The 20-year-old Borneo Sumatran rhino, "Tam," was discovered in August with an infected leg wound possibly produced by a poacher trap.
Tam has been moved to a wildlife reserve in Malaysia's Sabah state, where the remaining Borneo Sumatran rhinos live.
Authorities want to convey five male and females to the reserve in the following few years so that offspring production will occur, stated Junaidi Payne, for the World Wildlife Fund's Malaysian Borneo chapter.
"Their numbers are so low that they might drift into extinction if no one does anything," Payne said.
Experts cannot authorize the amount of Borneo Sumatran rhinos that exist in the wild, but guesses vary from 10 to 30.

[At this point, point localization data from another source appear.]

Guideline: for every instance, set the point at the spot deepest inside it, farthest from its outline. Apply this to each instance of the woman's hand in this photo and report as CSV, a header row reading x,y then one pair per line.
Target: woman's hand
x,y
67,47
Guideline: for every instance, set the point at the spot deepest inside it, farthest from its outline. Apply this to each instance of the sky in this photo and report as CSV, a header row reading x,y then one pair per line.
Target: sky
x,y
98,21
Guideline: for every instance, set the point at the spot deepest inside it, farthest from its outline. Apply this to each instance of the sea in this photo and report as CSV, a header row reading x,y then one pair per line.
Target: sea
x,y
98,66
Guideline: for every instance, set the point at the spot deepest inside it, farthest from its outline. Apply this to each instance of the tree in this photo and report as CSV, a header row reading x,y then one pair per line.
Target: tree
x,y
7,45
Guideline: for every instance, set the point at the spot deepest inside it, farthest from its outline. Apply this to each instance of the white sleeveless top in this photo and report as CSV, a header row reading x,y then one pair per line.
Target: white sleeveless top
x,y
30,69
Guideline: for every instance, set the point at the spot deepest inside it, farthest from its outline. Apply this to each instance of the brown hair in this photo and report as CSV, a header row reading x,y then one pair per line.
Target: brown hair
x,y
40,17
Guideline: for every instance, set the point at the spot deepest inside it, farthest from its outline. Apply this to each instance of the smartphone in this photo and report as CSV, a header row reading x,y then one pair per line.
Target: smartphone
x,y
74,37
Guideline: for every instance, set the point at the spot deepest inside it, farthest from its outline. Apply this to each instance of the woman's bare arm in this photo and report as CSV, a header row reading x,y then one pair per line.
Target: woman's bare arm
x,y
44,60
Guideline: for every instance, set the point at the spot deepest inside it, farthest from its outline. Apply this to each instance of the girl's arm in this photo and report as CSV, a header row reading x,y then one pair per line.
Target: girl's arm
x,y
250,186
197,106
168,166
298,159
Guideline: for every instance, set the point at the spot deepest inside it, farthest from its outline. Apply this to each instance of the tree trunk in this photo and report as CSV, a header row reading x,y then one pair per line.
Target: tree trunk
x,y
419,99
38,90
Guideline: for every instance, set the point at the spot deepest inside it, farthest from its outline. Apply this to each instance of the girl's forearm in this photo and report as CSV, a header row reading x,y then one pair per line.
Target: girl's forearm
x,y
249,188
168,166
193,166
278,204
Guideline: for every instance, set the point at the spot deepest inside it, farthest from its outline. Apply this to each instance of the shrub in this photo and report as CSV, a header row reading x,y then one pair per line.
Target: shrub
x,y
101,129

The Borneo Sumatran rhinos have quickly disappeared recently as their habitat has been destroyed due to logging, plantations and developments.
The rhinos in Sabah's reserve will connect through scent and mate without intervention, Payne noted.
"If they are not stressed out by people, the chances of success should be better," he added.
Hope for the rhinos increased when Malaysian and WWF officials discovered evidence of them in May 2005.